11am can of tuna, mayo, tspn flax, apple

1:30 6 oz lean ground beef, 1/2 cup brown rice, tbsp balsamic vinegar, tbsp flax

5:30 6oz chicken, spinach

7:00 60z ground turkey, 1/2 brown rice, soy sauce, hot sauce


----------



## nikegurl (May 13, 2003)

hey leethal - get well soon!  good job sticking with good eating despite your injury.


----------



## Leethal (May 14, 2003)

*5/14*

Thanks nikegurl, hopefully my weight will be on track by the time I can start lifting again.

Also buff may notice my meals are almost exactly the same! I figured she wouldn't mind.

7AM 1 SERVING EGG Beaters, 1 serving plain oatmeal with tbsp splenda.

9am 2 serving whey 1tbsp heavy cream 4 strawberries

11:45am 6az lean grnd beef, 1/2 cup brown rice, flax

3:30 6 oz chicken, spinach, 1 tbsp carb free dressing

7:00 6oz turkey 1 cup brown rice mixed veggies, hot sauce and soy sauce


9:00 tuna with tbsp mayo


----------



## Jodi (May 14, 2003)

Why are your meals the same as Buff's?


----------



## Leethal (May 15, 2003)

*5/15*

Jodi, cause I wanted to take in about 2000 calories. I am much heavier than buff but currently inactive due to injury. 


7AM 1 SERVING EGG Beaters, 1 serving plain oatmeal with tbsp splenda.

10:00 2serving whey, 1 tbsp heavy cream, 4 strawberries

11:30 tuna tbsp mayo tbsp flax apple


----------



## Jodi (May 15, 2003)

Well just so you know you are putting yourself in starvation mode and sacraficing your metabolism because your not getting enough calories.


----------



## Fit Freak (May 15, 2003)

Leethal...what are your stats??? BF...BW...height...and what about your trining, etc....have you been dieting for long?

Just need to see some stats before I comment on the macros/cals....


----------



## Jodi (May 15, 2003)

> _*Originally posted by Fit Freak *_
> Leethal...what are your stats??? BF...BW...height...and what about your trining, etc....have you been dieting for long?
> 
> Just need to see some stats before I comment on the macros/cals....
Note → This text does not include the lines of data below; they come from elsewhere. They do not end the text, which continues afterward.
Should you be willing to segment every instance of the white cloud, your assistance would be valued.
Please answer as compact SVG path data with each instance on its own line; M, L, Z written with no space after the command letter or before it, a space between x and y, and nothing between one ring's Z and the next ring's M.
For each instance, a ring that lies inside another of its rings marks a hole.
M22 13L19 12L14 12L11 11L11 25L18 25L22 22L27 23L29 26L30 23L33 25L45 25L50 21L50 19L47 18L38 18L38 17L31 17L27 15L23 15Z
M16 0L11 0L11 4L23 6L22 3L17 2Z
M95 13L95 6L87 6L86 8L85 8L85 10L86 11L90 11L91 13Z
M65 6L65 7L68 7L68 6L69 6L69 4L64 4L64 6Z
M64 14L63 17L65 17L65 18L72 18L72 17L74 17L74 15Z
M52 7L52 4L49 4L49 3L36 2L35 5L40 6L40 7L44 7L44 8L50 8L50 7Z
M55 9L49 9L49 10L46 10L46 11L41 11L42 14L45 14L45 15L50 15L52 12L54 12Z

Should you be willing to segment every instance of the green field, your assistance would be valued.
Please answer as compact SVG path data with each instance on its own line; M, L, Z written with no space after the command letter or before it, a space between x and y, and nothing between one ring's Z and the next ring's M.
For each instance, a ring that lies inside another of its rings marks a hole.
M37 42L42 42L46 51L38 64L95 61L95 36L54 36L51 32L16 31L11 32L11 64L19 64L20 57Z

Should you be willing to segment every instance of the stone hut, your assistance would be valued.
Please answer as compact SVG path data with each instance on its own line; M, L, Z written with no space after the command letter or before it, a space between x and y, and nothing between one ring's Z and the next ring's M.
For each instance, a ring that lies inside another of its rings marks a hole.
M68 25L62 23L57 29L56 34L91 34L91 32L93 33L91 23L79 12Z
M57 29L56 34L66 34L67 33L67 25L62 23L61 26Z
Good to see you around again


----------



## Leethal (May 15, 2003)

*stats*

6-1 245 bf 30% currently unable to train due to torn triceps left arm, should get cleared for some cardio this monday. 

Used to weight train much more where my LBM was around 190 and I weighed btw 215-225, so I converted a lot of lean mass to fat and of course added more fat. A two year layoff really hurts the physique.

Just started this diet change monday after some false starts this spring.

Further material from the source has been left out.